A new trend sweeping TU’s campus includes a friendly dose of psychological abuse.
Fueled by sleep deprivation, “friendlighting” is a brand new game that has made its way to the University of Tulsa. “The rules are simple,” explained psychology major Molly Lewis. “Do whatever it takes to make your friends question their sanity, without causing any physical harm. Sort of like gaslighting… but with friends!”
Utilizing social media giants such as Twitter and Instagram, students tweet or post images of all their successful tricks. The game has no set point system, but certain moves further your street cred and have been given nicknames.
Examples of this include the classic “I’m on My Way” text, when in fact you are still half-naked watching reruns of “Gossip Girl” without the strength to get up and put on a pair of pants. Another one, specifically targeted toward campuses, is a trick called “The Philanthropy Night.” This is where a person says they’ll come to a philanthropy night for fraternities/sororities and invite everyone they know, but come the night of, they are nowhere to be seen.
The most popular one is arguably the “We Should Get Dinner Sometime,” where in actuality you have zero plans of seeing that person again. This one has risen in popularity because it can be used multiple times on the same person.
The bigger the hit, the better the recognition. Corbin Barker used the “I Thought It was Your Turn to Clean the Apartment” move for six weeks straight and has skyrocketed in the ranks.
There is even word of amateur teams forming to pull off bigger and better moves.
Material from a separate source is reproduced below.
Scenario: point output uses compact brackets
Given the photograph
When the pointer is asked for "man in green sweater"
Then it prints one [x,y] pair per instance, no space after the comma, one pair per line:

One team in particular, run by Lewis, has made it a goal to screw over at least half of the college campus without them realizing. These include fake social events such as “Speed Dating Day” and “Facebook Party,” as well as pledging Greek life and then not accepting a bid.
Not all moves are successful, however. Accounting major Sam Markle was shunned by others for snapping a photo of himself putting laxatives in the sauces at Benvenuto’s. “This isn’t a prank war, dumbass,” commented a fellow player. “Go back to playing with babies,” said another.
Of course, with more recognition comes more realizations that perhaps your friends are dicking you over. Certain students are locking themselves in their apartments and refusing to leave in fear that someone is going to go out of their way to inconvenience them. Murmurs of “I’m not crazy” can be faintly heard all over Norman Village. And that’s exactly what the pros are hoping for.
Certain professors have become first responders to students who become victims, and there’s word that friendlighting might be banned. It seems players are not too concerned, however, stating that perhaps this game isn’t real to begin with and people have just made it up.
“People say I might be a sociopath,” says Lewis. “But is it really sociopathic to have a little fun? Oh, by the way, come to my College Prom in February.”
When asked when in February, she provided no further details.